FRANK BENNETT IS OUR CHIEF SIDESPERSON. He arrived in Church the other day and greeted me, as he very frequently does, with the words “what can I do?”. Frank’s entire life as a churchman arises from the fundamental question he asks of God. “How can I serve?”. And this morning he will have celebrated the fact that his wife was serving the gathered Church in the office of Reader, his daughter (our former Young Church leader) and son-in-law were away in Cambridge (at Ely Cathedral) spending time with other friends engaged in ministry, before Paul begins training for the priesthood at Mirfield in September.

One of Frank’s grandsons served alongside him as a sidesperson today. Another grandson read the Epistle. When I thanked one of these grandsons for the encouragement he and his brothers are providing for their parents, at what is a time of upheaval in their family life, his reply was “Thanks. But it’s time we stepped out of our comfort zones isn’t it? And with Dad you can see the call written on his face”. I honour Grandfather Frank and his whole family.

One of the signs of spiritual maturity in the life of any church is a steadily growing number of vocations to ministry – in its many and varied forms. Tonight I heard the Reverend Gill Newton – our local Methodist Superintendent Minister – tell a large gathering that “we Methodists believe in the ministry of the whole people of God.” It was good to hear the murmurs of approval and assent, for we Anglicans do, too. So it’s an especial joy when we see the fruits of God’s call in our very midst.

I’ve mentioned already that Paul Deakin’s off to Mirfield in September. Verger John Baker will, in the same month, be licensed as a pastoral assistant. Ralph Luxon and Sue Taylor are getting stuck into new ministries in the office of churchwarden. Yvonne Hope and Jill Elston have just completed a marvellous first year as Young Church leaders (aided warmly by a very substantial team of willing voluntary ministries). Bob Munn is serving a term as Chairman of our Diocesan Advisory Committee. Graham Knight, our Treasurer, asks how the ministry he offers might be of service to others beyond St Michael’s. PCC Secretary Ann Walker is interested in furthering the work of prayer and meditation. Tracy Ward has just been accepted on the Diocesan Foundations for Ministry Course, following in Verger John’s footsteps. Tricia Munn is overseeing Growth Action Planning. Administrator Janet Ketteringham continues to undergird and sustain all of our ministries every day of the week. Bryan Goodwin clipped the fearsomely difficult and unfriendly holly hedge at the vicarage. Dianne Goodwin acts as unpaid assistant verger. David and Maureen Want tend the church gardens assisted by a large team of helpers. Joanna Yeates folds pew sheets – every week of the year. Sexton John Hanlon will turn his hand to pretty much anything … the list of ministries numbers over 200 volunteers at St Michael’s alone so it rarely seems appropriate to single out particular individuals. And yet it also seems important to try to describe what’s happening sometimes.
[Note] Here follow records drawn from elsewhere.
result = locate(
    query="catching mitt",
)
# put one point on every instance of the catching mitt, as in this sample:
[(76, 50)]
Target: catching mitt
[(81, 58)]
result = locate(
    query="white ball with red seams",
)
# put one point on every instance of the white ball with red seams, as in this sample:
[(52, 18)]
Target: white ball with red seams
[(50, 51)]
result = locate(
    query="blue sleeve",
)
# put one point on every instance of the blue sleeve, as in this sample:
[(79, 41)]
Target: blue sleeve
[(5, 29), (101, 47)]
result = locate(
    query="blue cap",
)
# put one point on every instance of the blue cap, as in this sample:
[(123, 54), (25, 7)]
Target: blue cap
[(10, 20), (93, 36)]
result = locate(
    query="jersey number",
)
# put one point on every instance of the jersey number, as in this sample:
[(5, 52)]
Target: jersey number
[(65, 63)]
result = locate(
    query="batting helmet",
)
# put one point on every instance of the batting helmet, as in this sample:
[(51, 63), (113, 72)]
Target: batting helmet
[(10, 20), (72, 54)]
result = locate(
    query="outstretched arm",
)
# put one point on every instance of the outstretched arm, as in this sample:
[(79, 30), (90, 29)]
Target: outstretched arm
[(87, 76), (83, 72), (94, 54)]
Rachael Hunt, baptised only two years ago, already has an established pastoral ministry among us, at the age of just 17, with a special and hugely appreciated concern for older members of the church family particularly – and every member and non-members more generally. Rachael, who hopes to read Theology at University and eventually to become a priest, is well known in our local churches as she has a keen interest in ecumenism and in fostering respect and understanding between different religious traditions. Rachael invited me to hear her first ever sermon this morning. Delivered with only scant reference to her notes, I was spellbound. Rachael will be preaching for the benefit of all of us, as will ordinand Paul, in September.
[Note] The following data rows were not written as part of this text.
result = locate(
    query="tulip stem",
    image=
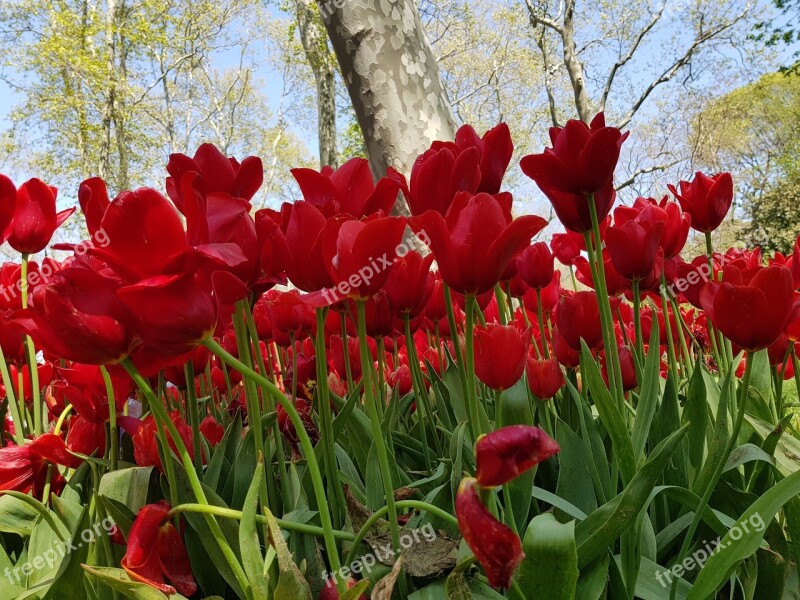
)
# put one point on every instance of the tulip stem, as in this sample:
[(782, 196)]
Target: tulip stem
[(160, 414), (373, 519), (113, 431), (743, 388), (305, 443)]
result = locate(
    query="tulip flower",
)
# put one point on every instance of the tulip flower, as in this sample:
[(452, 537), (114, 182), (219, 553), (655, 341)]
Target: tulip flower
[(535, 265), (500, 354), (497, 548), (408, 285), (156, 552), (544, 377), (706, 199), (218, 174), (35, 217), (476, 240), (750, 307), (506, 453), (348, 190), (580, 164), (470, 164), (578, 317), (78, 316)]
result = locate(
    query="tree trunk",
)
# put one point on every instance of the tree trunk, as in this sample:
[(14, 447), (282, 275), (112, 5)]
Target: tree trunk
[(392, 77), (315, 45)]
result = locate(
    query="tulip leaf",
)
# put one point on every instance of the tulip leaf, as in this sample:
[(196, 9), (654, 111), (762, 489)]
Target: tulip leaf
[(600, 529), (291, 583), (249, 543), (649, 392), (609, 413), (733, 550), (550, 568), (118, 580)]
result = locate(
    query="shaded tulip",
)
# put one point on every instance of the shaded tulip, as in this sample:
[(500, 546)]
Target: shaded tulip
[(706, 199), (578, 317), (497, 548), (544, 377), (156, 552), (580, 163), (35, 217), (505, 453), (476, 240), (750, 307), (500, 354)]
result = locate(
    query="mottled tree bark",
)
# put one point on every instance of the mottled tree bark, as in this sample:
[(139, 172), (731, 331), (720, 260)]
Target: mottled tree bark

All of these wonderful people, and many more, seen and unseen, upfront and quietly in the background, leading public prayer and praying at home, have a passion for Gospel. Good News for a world in need of good news in a million different situations. (Eleven and a half million starving situations in East Africa). And as I pray for them, each and every day, I thank God for the miracle in our midst of a host of “angels and archangels”, on earth as it is in heaven, who are responding to the Divine call with the hallowed words “How Can I Serve?”. God is good and no word that comes from the Divine mouth ever returns to its Source unused or unheard. The Church today is not the same as it was. The Church today is not the Church it will be. But tonight I offer heartfelt thanks to God for the Church – and the many-membered Body of Christ that constitutes the Church – that is.